I know, I know - it's not even 25 years old yet. But the underlying platform is about 30 years old! I was watching the old John Davis MotorWeek review, and I thought about all the things I loved about this car, especially since it was tragically taken from me earlier this year. So here goes.
The story, briefly, is that I bought this car with about 175k miles and a leaky water pump that failed shortly after purchase. So go Mercedes of the era / mileage, though, and while I spent a lot keeping it up, it was only because it was in such great cosmetic shape. It was also optioned with the rare Soft Leather Interior package, which replaced the iconic - and ugly - MBTex "taxi leather" (read: fancy vinyl) seats that were standard on the car.
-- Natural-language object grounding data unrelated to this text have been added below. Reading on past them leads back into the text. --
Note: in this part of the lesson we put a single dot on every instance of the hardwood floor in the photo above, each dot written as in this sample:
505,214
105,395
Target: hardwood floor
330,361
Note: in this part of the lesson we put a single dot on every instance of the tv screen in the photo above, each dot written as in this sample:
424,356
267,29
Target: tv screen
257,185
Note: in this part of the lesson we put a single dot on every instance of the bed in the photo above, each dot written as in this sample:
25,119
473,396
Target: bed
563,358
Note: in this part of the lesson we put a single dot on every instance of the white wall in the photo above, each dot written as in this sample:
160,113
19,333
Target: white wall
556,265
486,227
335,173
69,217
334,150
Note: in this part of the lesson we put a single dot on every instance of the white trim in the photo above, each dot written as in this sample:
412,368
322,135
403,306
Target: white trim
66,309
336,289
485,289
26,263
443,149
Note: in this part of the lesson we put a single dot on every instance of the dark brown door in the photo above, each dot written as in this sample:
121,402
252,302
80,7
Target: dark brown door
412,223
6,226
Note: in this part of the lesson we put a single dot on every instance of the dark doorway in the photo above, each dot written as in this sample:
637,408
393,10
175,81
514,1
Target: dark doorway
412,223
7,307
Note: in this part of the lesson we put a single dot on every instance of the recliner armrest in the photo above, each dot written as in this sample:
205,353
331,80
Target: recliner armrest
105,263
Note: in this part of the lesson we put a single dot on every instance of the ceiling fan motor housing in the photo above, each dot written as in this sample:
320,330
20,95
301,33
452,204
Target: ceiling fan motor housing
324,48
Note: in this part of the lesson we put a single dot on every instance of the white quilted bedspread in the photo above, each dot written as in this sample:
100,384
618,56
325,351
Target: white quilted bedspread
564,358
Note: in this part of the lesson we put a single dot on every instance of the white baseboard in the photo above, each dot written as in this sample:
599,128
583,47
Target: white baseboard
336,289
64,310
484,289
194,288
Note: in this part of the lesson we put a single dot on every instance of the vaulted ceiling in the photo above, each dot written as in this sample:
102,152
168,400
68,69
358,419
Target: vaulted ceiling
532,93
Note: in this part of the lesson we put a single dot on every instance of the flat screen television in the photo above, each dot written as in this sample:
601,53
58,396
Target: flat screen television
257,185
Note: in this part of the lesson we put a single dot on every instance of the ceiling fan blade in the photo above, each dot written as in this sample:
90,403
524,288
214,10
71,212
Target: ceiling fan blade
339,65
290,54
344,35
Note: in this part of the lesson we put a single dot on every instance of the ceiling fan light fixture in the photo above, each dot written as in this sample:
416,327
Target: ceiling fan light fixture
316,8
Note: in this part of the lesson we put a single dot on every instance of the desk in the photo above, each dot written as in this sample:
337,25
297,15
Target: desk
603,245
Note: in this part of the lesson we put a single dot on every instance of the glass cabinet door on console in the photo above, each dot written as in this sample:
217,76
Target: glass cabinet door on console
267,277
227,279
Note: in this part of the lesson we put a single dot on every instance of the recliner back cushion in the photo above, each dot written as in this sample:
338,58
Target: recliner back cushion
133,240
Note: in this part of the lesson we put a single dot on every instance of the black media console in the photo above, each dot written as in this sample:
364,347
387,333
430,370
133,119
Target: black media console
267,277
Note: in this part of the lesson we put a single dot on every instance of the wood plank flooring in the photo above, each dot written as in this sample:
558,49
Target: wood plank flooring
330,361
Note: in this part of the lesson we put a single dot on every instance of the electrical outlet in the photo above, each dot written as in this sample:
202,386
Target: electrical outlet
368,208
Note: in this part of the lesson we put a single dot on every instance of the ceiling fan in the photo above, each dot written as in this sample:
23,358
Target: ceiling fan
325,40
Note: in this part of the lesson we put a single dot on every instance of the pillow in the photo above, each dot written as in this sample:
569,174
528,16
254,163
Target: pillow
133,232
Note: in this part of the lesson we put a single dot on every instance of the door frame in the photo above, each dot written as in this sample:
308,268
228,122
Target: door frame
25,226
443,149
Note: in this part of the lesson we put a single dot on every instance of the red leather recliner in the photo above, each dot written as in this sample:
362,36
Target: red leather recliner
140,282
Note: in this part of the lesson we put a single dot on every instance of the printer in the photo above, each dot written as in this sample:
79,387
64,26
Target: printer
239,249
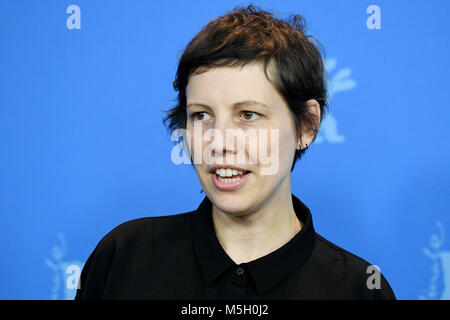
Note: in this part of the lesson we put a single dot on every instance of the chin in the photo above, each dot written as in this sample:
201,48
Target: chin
232,203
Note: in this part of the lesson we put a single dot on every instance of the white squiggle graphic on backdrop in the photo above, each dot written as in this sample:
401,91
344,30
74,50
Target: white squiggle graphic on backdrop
340,81
64,278
440,265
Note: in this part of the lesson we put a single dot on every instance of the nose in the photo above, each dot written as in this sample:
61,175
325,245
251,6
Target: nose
223,143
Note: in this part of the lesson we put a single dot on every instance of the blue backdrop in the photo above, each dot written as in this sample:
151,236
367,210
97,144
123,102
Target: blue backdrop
83,148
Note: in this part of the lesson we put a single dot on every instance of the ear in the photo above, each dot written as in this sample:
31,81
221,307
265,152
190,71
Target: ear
308,135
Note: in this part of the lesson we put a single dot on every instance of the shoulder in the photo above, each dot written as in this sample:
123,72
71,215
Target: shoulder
126,244
147,230
355,276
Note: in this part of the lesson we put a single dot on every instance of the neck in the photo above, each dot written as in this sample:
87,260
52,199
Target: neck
257,233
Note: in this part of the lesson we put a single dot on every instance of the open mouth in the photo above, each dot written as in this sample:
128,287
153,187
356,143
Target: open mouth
230,175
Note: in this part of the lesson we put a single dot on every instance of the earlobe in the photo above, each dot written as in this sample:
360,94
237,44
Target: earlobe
314,108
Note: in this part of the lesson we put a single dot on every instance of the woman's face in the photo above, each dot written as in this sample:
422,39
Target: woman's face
212,103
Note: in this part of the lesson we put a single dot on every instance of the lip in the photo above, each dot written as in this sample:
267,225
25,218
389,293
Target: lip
226,166
223,186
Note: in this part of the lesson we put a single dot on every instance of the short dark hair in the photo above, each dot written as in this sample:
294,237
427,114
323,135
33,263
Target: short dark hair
246,35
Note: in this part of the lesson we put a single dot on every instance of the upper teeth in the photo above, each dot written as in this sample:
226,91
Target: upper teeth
227,172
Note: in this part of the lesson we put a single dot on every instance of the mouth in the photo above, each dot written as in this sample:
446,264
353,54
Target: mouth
228,179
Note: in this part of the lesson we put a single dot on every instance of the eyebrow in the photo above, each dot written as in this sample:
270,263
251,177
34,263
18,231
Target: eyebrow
235,105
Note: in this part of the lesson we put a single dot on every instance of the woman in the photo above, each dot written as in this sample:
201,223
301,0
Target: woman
250,238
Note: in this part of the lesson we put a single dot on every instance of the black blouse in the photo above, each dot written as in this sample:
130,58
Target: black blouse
180,257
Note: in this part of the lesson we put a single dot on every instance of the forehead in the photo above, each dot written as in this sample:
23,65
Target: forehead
225,84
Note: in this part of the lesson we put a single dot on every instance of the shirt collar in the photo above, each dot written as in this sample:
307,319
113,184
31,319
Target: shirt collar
266,271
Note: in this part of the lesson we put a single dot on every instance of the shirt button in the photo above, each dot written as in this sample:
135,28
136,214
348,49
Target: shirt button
240,271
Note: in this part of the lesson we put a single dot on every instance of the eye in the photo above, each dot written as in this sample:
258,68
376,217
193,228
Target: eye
199,116
247,115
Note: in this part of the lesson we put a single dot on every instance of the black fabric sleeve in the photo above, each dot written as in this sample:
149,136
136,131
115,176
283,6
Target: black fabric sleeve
94,276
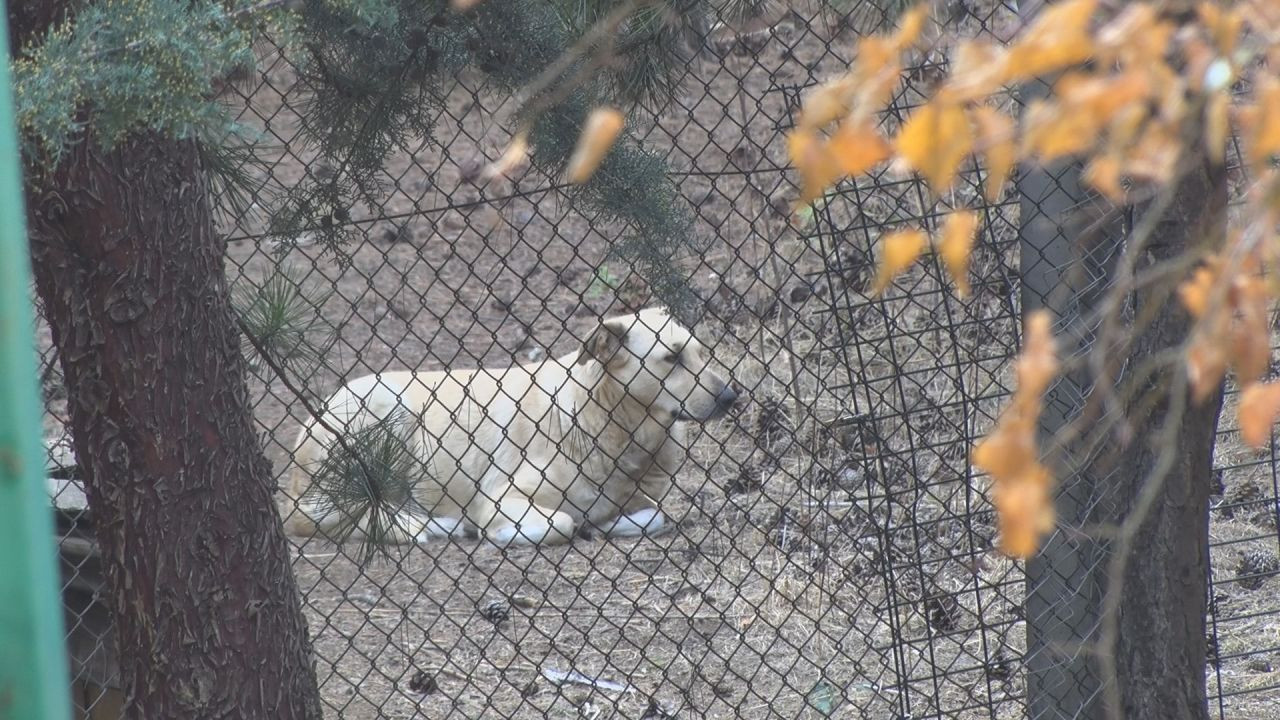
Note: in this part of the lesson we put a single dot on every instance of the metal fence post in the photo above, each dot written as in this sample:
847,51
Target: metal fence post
33,682
1065,269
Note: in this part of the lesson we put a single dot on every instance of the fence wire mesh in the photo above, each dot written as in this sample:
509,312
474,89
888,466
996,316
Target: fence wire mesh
828,550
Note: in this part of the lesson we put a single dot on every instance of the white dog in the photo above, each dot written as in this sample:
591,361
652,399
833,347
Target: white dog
533,454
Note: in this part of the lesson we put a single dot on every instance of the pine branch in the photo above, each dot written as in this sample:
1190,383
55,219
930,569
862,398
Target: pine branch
371,497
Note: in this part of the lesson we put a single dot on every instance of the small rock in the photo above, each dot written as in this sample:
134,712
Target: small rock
1256,568
1260,665
656,711
423,684
799,294
496,611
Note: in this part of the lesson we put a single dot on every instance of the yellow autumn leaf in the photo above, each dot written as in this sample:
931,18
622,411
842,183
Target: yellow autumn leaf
1057,39
1124,127
897,251
818,168
935,141
996,144
1156,153
1024,509
1260,404
1051,132
598,136
858,147
1022,490
1194,292
1102,96
1004,454
1217,127
955,247
876,73
1037,364
1206,365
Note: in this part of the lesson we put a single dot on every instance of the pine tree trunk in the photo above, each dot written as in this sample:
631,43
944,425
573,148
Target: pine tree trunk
132,279
1161,646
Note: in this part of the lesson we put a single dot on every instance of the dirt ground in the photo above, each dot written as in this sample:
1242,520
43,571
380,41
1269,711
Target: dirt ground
833,554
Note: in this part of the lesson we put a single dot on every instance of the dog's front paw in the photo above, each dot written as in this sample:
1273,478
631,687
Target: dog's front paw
645,522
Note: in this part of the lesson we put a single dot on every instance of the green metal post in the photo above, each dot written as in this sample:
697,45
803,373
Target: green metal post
33,673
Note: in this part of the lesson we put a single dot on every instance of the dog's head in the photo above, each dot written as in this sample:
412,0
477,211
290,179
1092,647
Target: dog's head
658,363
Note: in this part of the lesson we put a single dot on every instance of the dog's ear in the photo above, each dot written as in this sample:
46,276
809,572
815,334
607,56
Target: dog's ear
604,343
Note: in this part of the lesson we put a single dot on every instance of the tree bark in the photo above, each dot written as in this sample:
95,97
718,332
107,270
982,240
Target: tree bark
1161,643
132,279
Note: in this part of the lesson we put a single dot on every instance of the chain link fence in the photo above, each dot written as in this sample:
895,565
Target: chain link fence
828,550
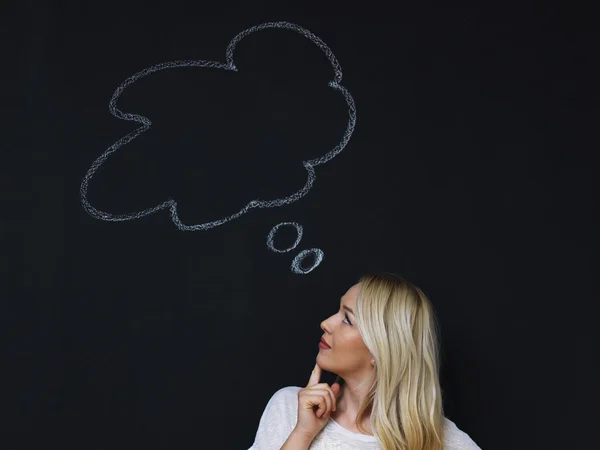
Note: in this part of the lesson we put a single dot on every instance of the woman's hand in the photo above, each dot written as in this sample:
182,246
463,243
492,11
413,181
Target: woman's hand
315,403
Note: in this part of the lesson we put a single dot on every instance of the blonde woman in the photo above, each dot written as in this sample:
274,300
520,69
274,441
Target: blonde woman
383,345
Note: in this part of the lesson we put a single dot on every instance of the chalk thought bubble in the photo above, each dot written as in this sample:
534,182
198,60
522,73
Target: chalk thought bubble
229,65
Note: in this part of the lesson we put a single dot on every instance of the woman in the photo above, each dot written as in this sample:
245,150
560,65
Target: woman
383,345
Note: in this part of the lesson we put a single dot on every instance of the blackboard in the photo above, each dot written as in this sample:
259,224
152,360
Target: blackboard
157,296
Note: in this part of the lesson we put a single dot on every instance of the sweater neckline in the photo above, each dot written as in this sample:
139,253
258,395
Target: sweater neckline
352,434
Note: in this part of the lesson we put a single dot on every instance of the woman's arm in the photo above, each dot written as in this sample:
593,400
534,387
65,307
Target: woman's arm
297,440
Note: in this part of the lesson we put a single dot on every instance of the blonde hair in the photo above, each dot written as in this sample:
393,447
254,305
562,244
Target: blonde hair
398,325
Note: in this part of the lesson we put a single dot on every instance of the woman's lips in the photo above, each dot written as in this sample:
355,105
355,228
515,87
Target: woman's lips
323,344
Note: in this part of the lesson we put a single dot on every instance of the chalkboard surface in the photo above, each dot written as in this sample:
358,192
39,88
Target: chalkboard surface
188,190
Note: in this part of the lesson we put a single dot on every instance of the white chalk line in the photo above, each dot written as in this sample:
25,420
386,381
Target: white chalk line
229,65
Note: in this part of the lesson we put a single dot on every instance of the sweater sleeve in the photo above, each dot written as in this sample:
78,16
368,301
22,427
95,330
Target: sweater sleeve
277,421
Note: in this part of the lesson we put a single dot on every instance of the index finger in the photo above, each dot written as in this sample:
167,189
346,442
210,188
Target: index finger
315,376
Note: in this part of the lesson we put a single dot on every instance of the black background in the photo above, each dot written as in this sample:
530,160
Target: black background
472,172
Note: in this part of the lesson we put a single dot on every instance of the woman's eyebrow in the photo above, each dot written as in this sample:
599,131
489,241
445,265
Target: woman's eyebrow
348,309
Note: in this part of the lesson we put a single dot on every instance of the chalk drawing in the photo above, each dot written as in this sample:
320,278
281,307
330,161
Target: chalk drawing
229,64
297,262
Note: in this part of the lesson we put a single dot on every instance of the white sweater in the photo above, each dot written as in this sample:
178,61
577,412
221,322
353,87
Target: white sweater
281,415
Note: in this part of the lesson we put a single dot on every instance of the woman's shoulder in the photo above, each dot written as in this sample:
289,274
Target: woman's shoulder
456,439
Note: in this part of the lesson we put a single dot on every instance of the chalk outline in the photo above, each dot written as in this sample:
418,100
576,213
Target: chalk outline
229,65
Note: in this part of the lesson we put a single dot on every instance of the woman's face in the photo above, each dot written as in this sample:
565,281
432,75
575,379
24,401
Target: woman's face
348,356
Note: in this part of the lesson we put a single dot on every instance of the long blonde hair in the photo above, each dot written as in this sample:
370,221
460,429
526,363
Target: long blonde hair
398,325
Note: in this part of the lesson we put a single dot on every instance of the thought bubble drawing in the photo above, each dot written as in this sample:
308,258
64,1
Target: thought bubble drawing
229,65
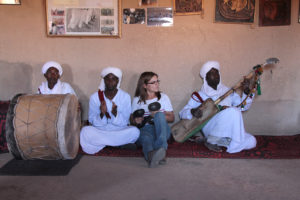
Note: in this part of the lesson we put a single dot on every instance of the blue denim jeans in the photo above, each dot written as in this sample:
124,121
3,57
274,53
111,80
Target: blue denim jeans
155,136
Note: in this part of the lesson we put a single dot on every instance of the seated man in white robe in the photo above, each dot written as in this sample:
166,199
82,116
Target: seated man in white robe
109,112
52,72
226,128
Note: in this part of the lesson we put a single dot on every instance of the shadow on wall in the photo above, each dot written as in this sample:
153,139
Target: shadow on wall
83,99
14,78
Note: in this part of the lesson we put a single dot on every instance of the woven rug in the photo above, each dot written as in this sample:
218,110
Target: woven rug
268,147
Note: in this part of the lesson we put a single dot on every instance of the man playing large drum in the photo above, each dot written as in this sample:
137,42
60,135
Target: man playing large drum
226,128
52,72
109,111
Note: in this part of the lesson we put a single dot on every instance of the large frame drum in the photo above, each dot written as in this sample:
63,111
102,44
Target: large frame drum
43,127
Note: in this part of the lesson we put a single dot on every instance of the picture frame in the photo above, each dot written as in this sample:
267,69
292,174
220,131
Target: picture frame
160,16
10,2
147,2
228,12
134,15
91,18
274,12
191,7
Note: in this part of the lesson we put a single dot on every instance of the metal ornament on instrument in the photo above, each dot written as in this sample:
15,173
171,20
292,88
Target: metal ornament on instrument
185,128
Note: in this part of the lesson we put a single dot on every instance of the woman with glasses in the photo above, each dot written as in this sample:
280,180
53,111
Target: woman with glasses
157,112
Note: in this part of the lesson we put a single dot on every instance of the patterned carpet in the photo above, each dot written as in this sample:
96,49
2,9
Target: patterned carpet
268,147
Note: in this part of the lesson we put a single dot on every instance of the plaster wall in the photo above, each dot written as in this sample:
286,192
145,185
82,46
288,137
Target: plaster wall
175,53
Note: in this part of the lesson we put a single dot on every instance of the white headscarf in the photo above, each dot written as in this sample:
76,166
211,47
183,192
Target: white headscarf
110,70
209,91
54,64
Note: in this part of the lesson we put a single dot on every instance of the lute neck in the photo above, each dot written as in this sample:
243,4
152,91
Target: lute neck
235,87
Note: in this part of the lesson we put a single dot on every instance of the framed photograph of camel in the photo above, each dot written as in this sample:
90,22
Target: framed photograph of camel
235,11
187,7
274,12
92,18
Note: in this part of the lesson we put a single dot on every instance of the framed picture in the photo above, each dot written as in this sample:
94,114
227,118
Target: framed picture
10,2
148,2
83,18
238,11
187,7
274,12
159,16
134,15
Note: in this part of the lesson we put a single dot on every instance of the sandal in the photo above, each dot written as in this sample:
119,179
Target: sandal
213,147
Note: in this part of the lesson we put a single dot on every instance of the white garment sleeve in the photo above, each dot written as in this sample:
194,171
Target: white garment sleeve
167,106
124,110
94,112
185,113
134,106
236,100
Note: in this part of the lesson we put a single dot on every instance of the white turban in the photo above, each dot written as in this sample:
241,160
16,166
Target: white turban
209,91
208,66
110,70
54,64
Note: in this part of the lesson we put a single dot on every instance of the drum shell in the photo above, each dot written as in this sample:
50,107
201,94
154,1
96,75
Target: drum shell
43,127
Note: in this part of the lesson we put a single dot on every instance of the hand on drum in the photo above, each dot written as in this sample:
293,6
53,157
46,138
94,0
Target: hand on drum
246,85
138,120
197,112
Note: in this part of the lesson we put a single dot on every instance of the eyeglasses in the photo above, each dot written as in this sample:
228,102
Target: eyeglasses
154,82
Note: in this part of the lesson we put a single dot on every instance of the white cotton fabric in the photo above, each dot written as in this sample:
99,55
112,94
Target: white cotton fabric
209,91
164,102
108,132
59,88
227,123
113,70
54,64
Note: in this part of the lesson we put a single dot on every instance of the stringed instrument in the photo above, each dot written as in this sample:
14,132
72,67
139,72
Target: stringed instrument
185,128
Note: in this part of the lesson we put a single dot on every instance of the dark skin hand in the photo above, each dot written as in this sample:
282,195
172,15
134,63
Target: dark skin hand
111,82
197,112
213,80
52,76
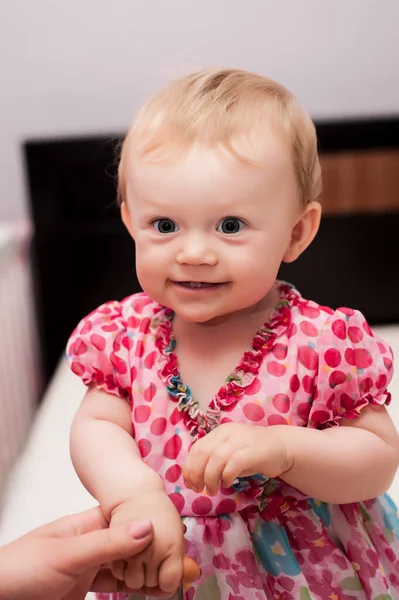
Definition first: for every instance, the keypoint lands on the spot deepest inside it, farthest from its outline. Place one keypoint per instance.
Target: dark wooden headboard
(82, 256)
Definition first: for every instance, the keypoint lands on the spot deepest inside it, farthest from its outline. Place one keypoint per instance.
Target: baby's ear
(304, 231)
(126, 218)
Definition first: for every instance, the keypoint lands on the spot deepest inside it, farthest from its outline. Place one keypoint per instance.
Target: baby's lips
(191, 571)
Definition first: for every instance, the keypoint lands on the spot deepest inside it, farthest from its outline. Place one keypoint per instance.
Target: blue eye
(230, 225)
(165, 225)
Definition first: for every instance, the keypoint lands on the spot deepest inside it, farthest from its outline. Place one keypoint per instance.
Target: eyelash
(167, 219)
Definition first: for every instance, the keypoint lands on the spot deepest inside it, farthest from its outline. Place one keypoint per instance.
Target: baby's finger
(238, 463)
(151, 573)
(170, 574)
(117, 569)
(135, 572)
(214, 469)
(193, 470)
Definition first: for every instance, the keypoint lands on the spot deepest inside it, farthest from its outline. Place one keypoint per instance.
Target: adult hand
(62, 560)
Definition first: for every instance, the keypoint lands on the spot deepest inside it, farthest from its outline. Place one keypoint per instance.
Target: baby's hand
(234, 450)
(161, 564)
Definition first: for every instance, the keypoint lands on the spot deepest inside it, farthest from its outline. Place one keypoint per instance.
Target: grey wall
(84, 66)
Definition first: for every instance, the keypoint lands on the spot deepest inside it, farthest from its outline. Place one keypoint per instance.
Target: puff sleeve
(98, 350)
(355, 368)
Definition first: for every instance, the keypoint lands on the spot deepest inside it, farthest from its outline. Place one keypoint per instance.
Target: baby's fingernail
(140, 529)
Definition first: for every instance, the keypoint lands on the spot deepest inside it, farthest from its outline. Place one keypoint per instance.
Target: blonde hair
(211, 107)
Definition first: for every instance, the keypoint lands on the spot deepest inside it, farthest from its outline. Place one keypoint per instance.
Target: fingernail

It was a piano color scheme - white on the outside, black on the inside. My vehicle, aside from a common interior modification (adhesive-attached cup-holder below the armrest), was absolutely stock.
The 190E 2.6 was far from a perfect vehicle. Its 2.6 liter straight six was fairly lacking in the torque department, especially at low revs, and its slow-shifting 4-speed slushbox prone to snapping, hard gear changes when it got on in miles. I seriously thought sometimes that a downshift into 3rd above 60MPH would just cause the transmission to simply explode one day.
As a cruiser around 30-50MPH, though, it rode smoothly, and with more road connection than many larger Benzes of the era. I would know - I have a '92 300CE now. Its relatively low curb weight, for a Benz, of around 3000 lbs made it a fun car to throw around corners, especially since it was equipped as standard with Comfort-rated Bilstein shocks all around, which produced hilarious amounts of body roll for such a small, relatively low-slung car.
The brakes weren't very good, and overheated pretty easily. The HVAC system was unpredictable at best. It consumed a quart of oil every thousand miles. It sometimes had a stumbly idle, and smoked like a chimney if you pushed it up near its 6500 RPM redline. It wasn't a big fan of particularly hot summer days. It definitely wasn't very fast.
The thing about me, though, is that when I buy a used car, I'm much more about how it looks to have been treated. I want original paint with no clear-coat damage, and a good mirror finish after a proper waxing. No missing trim. No readily visible dents. My 190E 2.6 was absolutely brilliant when it was all cleaned up. The black interior showed almost no wear (aside from the unavoidable cracking of the wood trim around the gear shift), and with the tires shined, black ABS plastic bumpers given a little conditioning, and the chrome work a bit of polishing, I was proud to drive it.
That's what I really like about owning an older car - getting it all cleaned up and taking it for a drive. It's not about having a fancy car, or a fast one, it's about saying "this is mine, I care about keeping it nice, I cherish it enough to keep it running well, and I want it to be out on the road where I can enjoy it."
In January, I was struck from behind by a Jeep Wrangler Unlimited doing about 40 MPH while I was at a stop. The Wrangler hit my 190E 2.6 about six inches above the top of the bumper line, completely crushing the trunk, and rendering the car totaled (my mechanic's estimate was "at least $8500").
I couldn't believe it. I wasn't even angry, I was just seriously bummed out.
But not only did my 190 drive away from the accident under its own power, it showed absolutely no sign of major mechanical or electrical malfunction thereafter. The trunk was completely caved in, and the right-rear light assembly annihilated, but the left rear lights all worked. The doors all opened and shut without sticking. The rear windshield was completely unaffected. The car started and drove just like it always had, without complaint, and didn't even seem to make any kind of unusual squeaks or groans. I was pretty shocked, even though I already knew there was no way it would ever see the road again after it had been collected by the insurance company.
It was a great car, and it had in spades what every real Jalop values in a vehicle: character. I'll miss it.